Loking down the crack and Bob at the belay, with the slush direct visible in the top right corner.


The author, wise after the fact.

2007. It was a crisp, clear February morning. Cory, Eamonn and I were standing at the base of The Fine Line, a pretty ice climb west of Yoho. The avalanche hazard was rated "low," but as the sun started hitting the rock walls above us, heavy sluffs began running down the route's initial gully. Pooh-poohing my partners' concerns, I pulled my hood on and started up. It was only when a mass of wet snow rumbled past while I cowered to the side of the narrow gully that I realized the sluffs were actual avalanches, not merely spindrifts as I had tried to convince my partners. Simulclimbing, we started running from one sheltered spot to the next. I was nearly at a safe belay when the biggest slide yet thundered overhead, and slammed into Cory at the other end of the rope. An irresistible force yanked on my waist and sent me pinwheeling down the gully, while Cory plunged into the chimney below. Once we had escaped from the route, Cory proceeded to reenact Doug Scott's heroic crawl down from The Ogre, his ankles being too messed up to bear weight.


Cory at the screw that held both our asses.

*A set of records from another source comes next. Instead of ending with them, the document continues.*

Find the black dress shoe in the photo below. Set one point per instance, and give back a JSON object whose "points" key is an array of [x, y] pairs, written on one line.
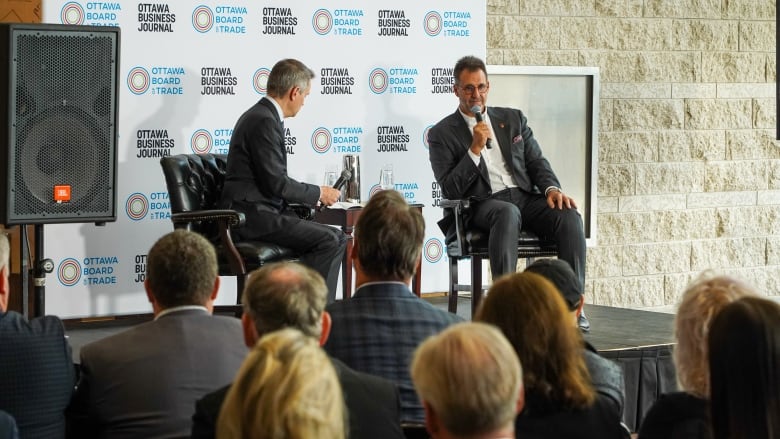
{"points": [[583, 323]]}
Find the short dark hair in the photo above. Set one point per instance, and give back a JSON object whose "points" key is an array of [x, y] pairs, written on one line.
{"points": [[181, 269], [468, 63], [389, 233], [286, 295], [286, 74]]}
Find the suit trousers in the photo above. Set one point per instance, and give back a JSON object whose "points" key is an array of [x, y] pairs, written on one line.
{"points": [[506, 212]]}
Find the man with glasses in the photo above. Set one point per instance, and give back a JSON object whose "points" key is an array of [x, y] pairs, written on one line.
{"points": [[489, 155]]}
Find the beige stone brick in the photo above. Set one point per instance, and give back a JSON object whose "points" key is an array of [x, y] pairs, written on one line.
{"points": [[656, 258], [616, 180], [757, 36], [711, 114], [615, 34], [746, 90], [684, 225], [688, 90], [764, 113], [749, 9], [739, 175], [721, 199], [605, 261], [728, 253], [655, 114], [645, 203], [751, 144], [539, 57], [618, 8], [630, 90], [622, 147], [733, 67], [705, 35], [638, 66], [623, 228], [685, 146], [629, 292], [669, 178]]}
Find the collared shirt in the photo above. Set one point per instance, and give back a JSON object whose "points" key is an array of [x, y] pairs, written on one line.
{"points": [[173, 309]]}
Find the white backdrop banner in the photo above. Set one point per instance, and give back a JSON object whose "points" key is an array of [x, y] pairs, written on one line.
{"points": [[190, 68]]}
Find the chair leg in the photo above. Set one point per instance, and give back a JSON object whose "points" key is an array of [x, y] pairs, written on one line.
{"points": [[453, 302], [476, 283]]}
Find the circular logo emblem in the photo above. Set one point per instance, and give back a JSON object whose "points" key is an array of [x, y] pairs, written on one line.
{"points": [[201, 142], [432, 23], [137, 206], [321, 140], [377, 80], [138, 80], [260, 80], [434, 250], [69, 272], [202, 19], [72, 13], [322, 21]]}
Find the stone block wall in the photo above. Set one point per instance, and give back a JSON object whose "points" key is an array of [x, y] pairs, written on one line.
{"points": [[689, 168]]}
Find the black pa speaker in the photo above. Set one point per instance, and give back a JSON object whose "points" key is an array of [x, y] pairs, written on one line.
{"points": [[58, 130]]}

Cory imitating Doug Scott.

2009. A few days ago Reuben and I decided to work off our Christmas fat by linking the classic ice climbs Bourgeau Left and Right-Hand. In deference to the shortest days of the year we started up the Left-Hand by headlamp, and were back down in the now overflowing parking lot by mid-morning. After a quick snack we headed back up, breaking trail through knee-deep facets towards the Right-Hand. At some point during the approach we broke into the sun. In a matter of minutes the sunshine and the temperature inversion had us shedding layers. We also began noticing the debris of wet slides from the previous day, though still frozen after the long night. Reuben was the first to voice his discomfort. At first I was still keen to continue: after all, it was December, not March, much too early in the season for isothermal releases. But then I thought of my friends: Guy, swept to his death in Hyalite Canyon; Colin, on Mt. Sparrowhawk; Tony, on Mt. Inflexible. I realized that continuing meant ignoring the alarm bells that were going off in my head too. An hour later, with no regrets whatsoever, we were enjoying double espressos in Canmore.